Pasca Philip Morris, pasti berbagai perusahaan rokok multinasional akan segera merapat ke Indonesia, dan ‘memboyong’ aset nasional (baca: perusahaan rokok kretek) ke negara masing-masing. Fisiknya boleh berada di Indonesia, tetapi sesungguhnya kita tidak mempunyai hak apapun terhadap perusahaan yang telah dibeli (sahamnya) oleh negara superkaya: Amerika, Jepang ..dst.
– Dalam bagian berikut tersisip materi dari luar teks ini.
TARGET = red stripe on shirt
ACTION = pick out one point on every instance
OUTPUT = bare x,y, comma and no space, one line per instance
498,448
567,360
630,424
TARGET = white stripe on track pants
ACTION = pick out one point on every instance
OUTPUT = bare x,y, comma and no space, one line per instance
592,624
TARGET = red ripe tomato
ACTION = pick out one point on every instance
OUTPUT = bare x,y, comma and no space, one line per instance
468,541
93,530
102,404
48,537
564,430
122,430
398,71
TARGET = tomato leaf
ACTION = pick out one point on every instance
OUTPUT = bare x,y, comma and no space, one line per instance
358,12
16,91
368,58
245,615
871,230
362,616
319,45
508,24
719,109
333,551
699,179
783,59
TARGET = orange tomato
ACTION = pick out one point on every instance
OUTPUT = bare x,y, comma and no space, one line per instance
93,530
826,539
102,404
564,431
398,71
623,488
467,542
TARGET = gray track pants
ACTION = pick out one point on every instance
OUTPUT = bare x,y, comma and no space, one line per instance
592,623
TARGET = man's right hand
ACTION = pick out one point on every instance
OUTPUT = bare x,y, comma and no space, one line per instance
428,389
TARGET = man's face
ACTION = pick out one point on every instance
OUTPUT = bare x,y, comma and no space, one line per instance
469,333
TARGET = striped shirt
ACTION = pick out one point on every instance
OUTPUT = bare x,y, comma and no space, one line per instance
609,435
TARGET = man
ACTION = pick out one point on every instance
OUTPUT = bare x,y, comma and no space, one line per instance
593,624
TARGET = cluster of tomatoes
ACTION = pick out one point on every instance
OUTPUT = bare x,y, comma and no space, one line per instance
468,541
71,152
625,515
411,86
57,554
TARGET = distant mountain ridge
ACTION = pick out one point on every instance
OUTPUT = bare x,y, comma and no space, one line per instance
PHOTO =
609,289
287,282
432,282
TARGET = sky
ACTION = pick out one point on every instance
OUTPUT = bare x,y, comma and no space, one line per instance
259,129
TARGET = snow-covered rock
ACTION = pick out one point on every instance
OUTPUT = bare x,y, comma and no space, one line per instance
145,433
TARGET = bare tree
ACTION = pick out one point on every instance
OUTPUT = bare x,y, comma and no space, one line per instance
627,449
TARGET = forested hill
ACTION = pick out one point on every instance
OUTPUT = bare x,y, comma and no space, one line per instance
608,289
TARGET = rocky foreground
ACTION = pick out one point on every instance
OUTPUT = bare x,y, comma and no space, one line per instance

Jika kita sadar, dan memahaminya secara utuh, FCTC sebenarnya justru bisa menjadi “juru selamat” bagi industri tembakau di negara-negara berkembang seperti Indonesia. Tanpa mengakomodasi FCTC pun, sesungguhnya Indonesia tidak bisa bergerak dengan leluasa lagi, karena akan terkepung oleh komunitas yang mengakomodasi FCTC. Tanpa FCTC, si ayam emas bernama industri rokok kretek pun terancam hengkang dari kandangnya. Idealnya, kalangan DPR berperan proaktif terhadap FCTC, bukan malah ‘menakut-nakuti’ Pemerintah untuk mengakomodasi FCTC!